Using MPI to parallelize SLEPc eigensolver

I am trying to use "quimb" for calculating the ground state of an extremely large scipy sparse Linear operator, which is generated using the package "quspin". (We are using Linear operator instead of a matrix because it takes lesser time to build and has OpenMP support.)

We are using "quimb" to convert the linear operator to a PETSc matrix, which is then diagonalized using SLEPc.

However I am having a little difficulty in understanding how to run it in parallel. Let me share the relevant part of the python code

from mpi4py import MPI
from petsc4py import PETSc
from slepc4py import SLEPc
from quimb.linalg.slepc_linalg import convert_mat_to_petsc

HH= H_Lin_operator()   ## HH is the scipy sparse Linear Operator 
                                  ## calculated using quspin in another part of the code

petsc_matH = convert_mat_to_petsc(HH, comm =PETSc.COMM_WORLD)     ### Conversion to petsc matrix using quimb

print("Petsc matrix formed")

Print = PETSc.Sys.Print

########### Calling the Slepc eigen solver #######

E = SLEPc.EPS(); E.create(PETSc.COMM_WORLD)

E.setOperators(petsc_matH)
E.setProblemType(SLEPc.EPS.ProblemType.HEP)
E.setFromOptions()
E.setWhichEigenpairs(SLEPc.EPS.Which.SMALLEST_REAL)

E.solve()

Print()
Print("******************************")
Print("*** SLEPc Solution Results ***")
Print("******************************")
Print()

its = E.getIterationNumber()
Print("Number of iterations of the method: %d" % its)

eps_type = E.getType()
Print("Solution method: %s" % eps_type)

nev, ncv, mpd = E.getDimensions()
Print("Number of requested eigenvalues: %d" % nev)

tol, maxit = E.getTolerances()
Print("Stopping condition: tol=%.4g, maxit=%d" % (tol, maxit))

nconv = E.getConverged()
Print("Number of converged eigenpairs %d" % nconv)

if nconv > 0:
    # Create the results vectors
    vr, wr = petsc_matH.getVecs()
    vi, wi = petsc_matH.getVecs()
    # Store eigenvalues and eigenvectors as an array
    evals=[]
    evecs=[]

    Print()
    Print("        k          ||Ax-kx||/||kx|| ")
    Print("----------------- ------------------")
    for i in range(nconv):
        k = E.getEigenpair(i, vr, vi)
        error = E.computeError(i)

        evals.append(k)
        evecs = [complex(vr0, vi0) for vr0, vi0 in zip(vr.getArray(), vi.getArray())]

        if k.imag != 0.0:
            Print(" %9f%+9f j %12g" % (k.real, k.imag, error))
        else:
            Print(" %12f      %12g" % (k.real, error))

    Print()
    evals = np.asarray(evals)
    evecs = np.asarray(evecs).T

This runs successfully using 1 processor (for a smaller system size of HH), using the following command"

quimb-mpi-python file.py

But I wish to run it in 16 processors(say).

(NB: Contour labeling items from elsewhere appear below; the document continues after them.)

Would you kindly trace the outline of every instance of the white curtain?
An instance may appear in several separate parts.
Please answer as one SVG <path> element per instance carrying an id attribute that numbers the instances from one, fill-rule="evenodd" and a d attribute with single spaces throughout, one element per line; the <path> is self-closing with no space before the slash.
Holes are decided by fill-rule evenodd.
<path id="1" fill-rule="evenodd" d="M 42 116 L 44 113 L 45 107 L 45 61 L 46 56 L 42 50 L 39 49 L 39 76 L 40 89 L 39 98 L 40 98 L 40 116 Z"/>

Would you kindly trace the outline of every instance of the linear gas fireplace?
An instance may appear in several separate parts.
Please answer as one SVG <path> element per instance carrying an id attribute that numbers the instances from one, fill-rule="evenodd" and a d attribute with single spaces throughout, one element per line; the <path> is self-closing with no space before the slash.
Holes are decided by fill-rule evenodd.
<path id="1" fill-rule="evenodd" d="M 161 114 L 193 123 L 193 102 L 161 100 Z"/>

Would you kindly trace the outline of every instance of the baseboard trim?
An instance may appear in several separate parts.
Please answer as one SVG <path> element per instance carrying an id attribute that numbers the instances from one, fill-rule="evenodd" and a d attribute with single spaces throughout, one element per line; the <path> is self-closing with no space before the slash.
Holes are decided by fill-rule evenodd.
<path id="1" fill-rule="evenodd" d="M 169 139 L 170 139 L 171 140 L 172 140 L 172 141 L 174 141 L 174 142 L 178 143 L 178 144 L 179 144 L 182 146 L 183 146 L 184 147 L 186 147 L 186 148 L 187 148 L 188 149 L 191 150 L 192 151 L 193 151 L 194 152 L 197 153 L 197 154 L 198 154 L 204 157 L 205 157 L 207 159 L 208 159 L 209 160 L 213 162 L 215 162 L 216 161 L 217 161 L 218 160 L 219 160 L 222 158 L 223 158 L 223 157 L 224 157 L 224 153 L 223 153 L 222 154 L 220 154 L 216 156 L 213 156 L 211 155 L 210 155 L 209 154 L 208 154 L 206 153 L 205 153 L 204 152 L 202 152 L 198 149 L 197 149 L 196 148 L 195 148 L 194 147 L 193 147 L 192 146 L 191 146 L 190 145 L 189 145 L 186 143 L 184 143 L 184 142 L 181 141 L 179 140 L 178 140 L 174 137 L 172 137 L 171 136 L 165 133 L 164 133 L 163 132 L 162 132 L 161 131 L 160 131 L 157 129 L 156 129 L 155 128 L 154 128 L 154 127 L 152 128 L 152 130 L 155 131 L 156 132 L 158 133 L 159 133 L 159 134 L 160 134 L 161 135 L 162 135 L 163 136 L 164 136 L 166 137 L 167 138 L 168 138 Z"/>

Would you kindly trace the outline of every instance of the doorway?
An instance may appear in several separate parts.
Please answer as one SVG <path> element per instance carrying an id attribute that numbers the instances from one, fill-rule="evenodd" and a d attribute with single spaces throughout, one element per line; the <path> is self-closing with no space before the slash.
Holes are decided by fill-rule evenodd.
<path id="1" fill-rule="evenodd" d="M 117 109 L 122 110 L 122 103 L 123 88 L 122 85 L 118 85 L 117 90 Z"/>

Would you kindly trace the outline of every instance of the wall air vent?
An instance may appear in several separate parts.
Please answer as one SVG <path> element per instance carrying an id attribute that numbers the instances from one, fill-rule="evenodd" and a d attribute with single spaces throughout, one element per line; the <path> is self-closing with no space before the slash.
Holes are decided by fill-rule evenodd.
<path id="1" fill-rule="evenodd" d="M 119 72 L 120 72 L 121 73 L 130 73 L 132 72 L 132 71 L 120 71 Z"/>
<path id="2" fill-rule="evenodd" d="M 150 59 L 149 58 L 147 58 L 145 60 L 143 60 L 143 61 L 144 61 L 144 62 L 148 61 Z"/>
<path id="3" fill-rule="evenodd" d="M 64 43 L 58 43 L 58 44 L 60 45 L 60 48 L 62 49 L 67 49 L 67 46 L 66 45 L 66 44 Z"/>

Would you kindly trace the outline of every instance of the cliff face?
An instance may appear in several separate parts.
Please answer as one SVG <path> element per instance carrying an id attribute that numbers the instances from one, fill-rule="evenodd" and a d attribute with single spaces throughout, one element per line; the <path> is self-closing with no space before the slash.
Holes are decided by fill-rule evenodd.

Then according to the documentation of "quimb", I think the syntax to run it should be:

quimb-mpi-python --syncro -n 16 file.py

The breaking up of the job will automatically be done whenever it encounters a SLEPc process and all the processors run the rest of the main script.

However, it shows the following error:

Traceback (most recent call last):
  File "main_diag.py", line 72, in <module>
    E.setOperators(petsc_matH)
  File "SLEPc/EPS.pyx", line 1012, in slepc4py.SLEPc.EPS.setOperators
petsc4py.PETSc.Error: error code 80
[ 9] EPSSetOperators() line 411 in /home/samudrasur/slepc-3.15.1/src/eps/interface/epssetup.c
[ 9] Arguments must have same communicators
[ 9] Different communicators in the two objects: Argument # 1 and 2 flag 3

Then how can I do the eigenstate calculation of this large operator in parallel ?

Yes syncro means the usual SPMD mode that MPI usually is - everything runs the same file, but depending on calls to the MPI communicator and objects you usually construct different ranges of the operators etc. Does the script run fine without MPI?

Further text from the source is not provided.